Novel Mechanism Targets Broad EGFR Mutation Spectrum
BH-30643 represents a departure from conventional EGFR inhibitor design as a macrocyclic, non-covalent, mutant selective inhibitor. The drug demonstrates sub-nanomolar potency against both classical and atypical EGFR mutations, with activity maintained even in the presence of T790M and C797S resistance mutations that commonly emerge during treatment with existing therapies.
"When designing BH-30643, we pursued a different and broader ambition - a highly potent drug capable of inhibiting a wide spectrum of EGFR mutations, while sparing inhibition of wildtype EGFR and HER2, expected to provide a significant survival benefit and a better tolerated therapy for more patients," said J. Jean Cui, Ph.D., President and Chief Executive Officer of BlossomHill Therapeutics.
SOLARA Trial Design and Objectives
The SOLARA trial (NCT06706076) is evaluating BH-30643 in patients with locally advanced or metastatic NSCLC bearing EGFR or HER2 mutations. The expansion cohorts will assess single-agent objective response rate (ORR) across diverse EGFR mutation subtypes, including patients who have not received prior EGFR targeted therapy.

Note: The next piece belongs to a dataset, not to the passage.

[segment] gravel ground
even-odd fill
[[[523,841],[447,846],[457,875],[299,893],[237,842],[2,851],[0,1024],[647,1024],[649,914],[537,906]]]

The transition to expansion cohorts follows successful completion of dose escalation, which demonstrated favorable pharmacokinetic and tolerability profiles along with preliminary anti-tumor activity in previously treated EGFR-mutant NSCLC patients.
Addressing Treatment Resistance Challenges
Current EGFR-targeted therapies face significant challenges from acquired resistance mutations, particularly T790M and C797S, which limit treatment durability. BH-30643's design specifically addresses these resistance mechanisms while maintaining selectivity against mutant EGFR variants.
"The increasing diversity of EGFR mutations has led to a growing number of therapeutic agents targeting various, narrowly defined subsets of EGFR mutation-positive lung cancer," noted Cui. The company's approach seeks to consolidate treatment options into a single, broadly active agent.
Clinical Development Strategy
Dr. Geoff Oxnard, Chief Medical Officer of BlossomHill Therapeutics, emphasized the strategic importance of the expansion phase: "Enrollment of the SOLARA expansion cohorts will be a critical step toward achieving that goal, allowing us to characterize drug activity across a diversity of targeted therapy pretreated and targeted therapy naive patient populations."
The expansion cohorts will provide crucial efficacy data across different patient populations, including both treatment-experienced and treatment-naive patients with various EGFR mutation subtypes. This comprehensive approach aims to establish BH-30643's potential as a first-line and later-line treatment option.
Company Pipeline and Focus
BlossomHill Therapeutics is developing a pipeline of small molecule candidates targeting oncology and autoimmune diseases. Beyond BH-30643, the company's clinical portfolio includes BH-30236 for relapsed or refractory acute myeloid leukemia and higher-risk myelodysplastic syndrome. The San Diego-based company is backed by investors including Cormorant Asset Management, OrbiMed, Vivo Capital, and Colt Ventures.